31 Views Asked by At

I have an issue where I've set up an alarm which measures ApproximateNumberOfMessagesVisible on an SQS-queue. When it reaches 1, it spins up an EC2 instance, and when it goes to 0 it should trigger AutoScaling group to downscale it. However, even though I have 0 messages on SQS queue, my alarm remains at 1 message with the state Ok, it's like it doesn't recognize the change. I know it's an 'approximate number of messages', but this can go on for days with the value of messages 0, and the actual value on alarm as 1. Is there any clue on why is this happening?

1

There are 1 best solutions below

1
John Rotenstein On

I have also observed that Amazon SQS does not send "zero" metrics to Amazon CloudWatch. My personal theory is that this reduces the amount of 'chatter' that SQS needs to send to CloudWatch because there must be a huge number of empty queues.

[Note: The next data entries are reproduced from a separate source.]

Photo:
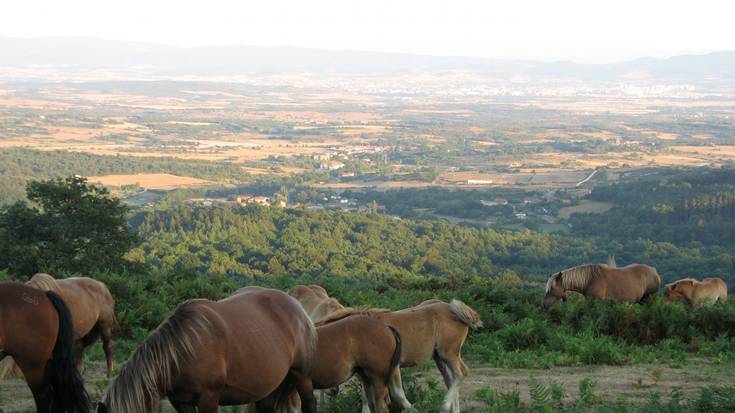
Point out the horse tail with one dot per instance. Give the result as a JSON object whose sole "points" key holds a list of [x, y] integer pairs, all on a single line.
{"points": [[67, 387], [395, 361], [462, 312]]}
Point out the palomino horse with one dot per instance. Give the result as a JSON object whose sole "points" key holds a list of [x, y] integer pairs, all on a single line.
{"points": [[361, 346], [693, 292], [36, 329], [432, 329], [92, 309], [254, 344], [632, 283], [315, 301]]}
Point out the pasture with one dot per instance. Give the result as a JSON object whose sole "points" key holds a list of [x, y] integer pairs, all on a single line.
{"points": [[603, 354]]}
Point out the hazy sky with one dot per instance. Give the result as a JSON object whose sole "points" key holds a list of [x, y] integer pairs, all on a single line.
{"points": [[580, 30]]}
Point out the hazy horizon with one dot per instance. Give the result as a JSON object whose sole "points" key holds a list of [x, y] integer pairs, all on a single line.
{"points": [[526, 30]]}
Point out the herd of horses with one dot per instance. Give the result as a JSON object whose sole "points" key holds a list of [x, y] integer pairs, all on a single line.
{"points": [[266, 348]]}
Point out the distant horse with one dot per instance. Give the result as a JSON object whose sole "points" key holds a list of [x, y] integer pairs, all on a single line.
{"points": [[36, 329], [693, 292], [254, 346], [92, 309], [361, 346], [632, 283], [432, 329]]}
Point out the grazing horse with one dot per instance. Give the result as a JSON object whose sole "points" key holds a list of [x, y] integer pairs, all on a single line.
{"points": [[631, 283], [254, 346], [432, 329], [92, 308], [315, 300], [693, 292], [361, 346], [36, 329]]}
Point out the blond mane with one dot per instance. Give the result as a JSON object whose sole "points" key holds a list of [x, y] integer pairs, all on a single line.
{"points": [[151, 370], [575, 278]]}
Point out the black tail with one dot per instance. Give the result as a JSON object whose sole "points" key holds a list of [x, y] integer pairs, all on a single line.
{"points": [[395, 361], [67, 388]]}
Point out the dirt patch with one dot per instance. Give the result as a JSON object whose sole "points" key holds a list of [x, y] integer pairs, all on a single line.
{"points": [[585, 207]]}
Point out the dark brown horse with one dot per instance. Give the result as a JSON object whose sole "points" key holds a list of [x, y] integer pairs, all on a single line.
{"points": [[92, 309], [36, 329], [255, 346], [632, 283]]}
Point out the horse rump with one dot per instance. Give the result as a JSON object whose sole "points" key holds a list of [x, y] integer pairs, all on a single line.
{"points": [[67, 388]]}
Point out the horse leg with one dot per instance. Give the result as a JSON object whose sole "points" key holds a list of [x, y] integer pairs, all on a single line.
{"points": [[365, 397], [368, 394], [306, 392], [208, 403], [452, 373], [396, 391], [79, 355], [458, 371]]}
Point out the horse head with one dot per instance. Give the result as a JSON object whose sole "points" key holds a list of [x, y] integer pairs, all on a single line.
{"points": [[554, 291]]}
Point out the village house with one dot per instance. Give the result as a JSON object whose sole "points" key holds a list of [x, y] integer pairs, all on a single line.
{"points": [[332, 165]]}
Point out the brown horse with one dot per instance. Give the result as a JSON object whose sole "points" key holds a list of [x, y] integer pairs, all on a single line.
{"points": [[632, 283], [92, 308], [432, 329], [693, 292], [315, 300], [361, 346], [255, 346], [36, 329]]}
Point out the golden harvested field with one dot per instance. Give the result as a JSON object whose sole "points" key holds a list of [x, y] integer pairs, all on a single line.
{"points": [[585, 207], [149, 181]]}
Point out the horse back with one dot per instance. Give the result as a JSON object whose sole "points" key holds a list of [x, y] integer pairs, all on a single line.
{"points": [[29, 323], [263, 331], [629, 283]]}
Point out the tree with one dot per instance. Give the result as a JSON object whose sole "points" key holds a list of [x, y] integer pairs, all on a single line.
{"points": [[71, 226]]}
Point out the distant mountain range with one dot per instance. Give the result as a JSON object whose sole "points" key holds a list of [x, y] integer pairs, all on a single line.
{"points": [[77, 53]]}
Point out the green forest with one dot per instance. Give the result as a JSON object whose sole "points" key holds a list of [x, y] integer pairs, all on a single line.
{"points": [[168, 255]]}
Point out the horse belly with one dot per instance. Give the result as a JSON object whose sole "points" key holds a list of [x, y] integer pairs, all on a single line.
{"points": [[418, 338]]}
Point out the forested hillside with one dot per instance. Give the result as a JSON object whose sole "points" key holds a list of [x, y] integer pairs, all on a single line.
{"points": [[688, 208], [256, 241]]}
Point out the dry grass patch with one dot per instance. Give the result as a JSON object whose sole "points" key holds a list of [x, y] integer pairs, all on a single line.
{"points": [[149, 181]]}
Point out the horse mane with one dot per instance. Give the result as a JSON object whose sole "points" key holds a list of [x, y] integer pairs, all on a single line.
{"points": [[150, 372], [576, 277], [43, 282], [349, 311]]}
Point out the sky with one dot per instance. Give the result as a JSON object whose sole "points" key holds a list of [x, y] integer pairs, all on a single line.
{"points": [[585, 31]]}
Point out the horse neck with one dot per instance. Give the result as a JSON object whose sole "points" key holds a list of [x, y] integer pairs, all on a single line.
{"points": [[151, 371], [578, 278]]}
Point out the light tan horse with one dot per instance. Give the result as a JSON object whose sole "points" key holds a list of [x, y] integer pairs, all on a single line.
{"points": [[632, 283], [252, 347], [361, 346], [92, 309], [432, 329], [693, 292], [36, 329], [315, 300]]}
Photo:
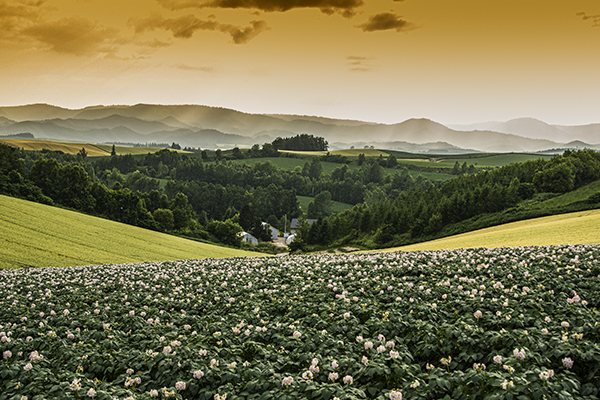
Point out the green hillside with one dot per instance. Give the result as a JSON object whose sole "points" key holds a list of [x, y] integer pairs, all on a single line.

Fortunately, you can cater for this by going to the Additional Configuration in the CloudWatch Alarm and setting Missing data treatment to Treat missing data as bad. This will trigger the alarm in the same manner as if you set it to trigger on a zero value.

CloudWatch Alarm

When configuration scaling based on SQS queue sizes, remember the golden rule to Scale-out quickly but scale-in slowly. That is, turn on resources reasonably quickly to respond to incoming messages but don't be too hasty to scale-in. Set the Alarm to only trigger after a reasonable period of time relative to how long it takes to launch new resources. So, if you are launching EC2 instances and an instance takes 2 minutes to launch, wait at least 5 minutes to scale-in.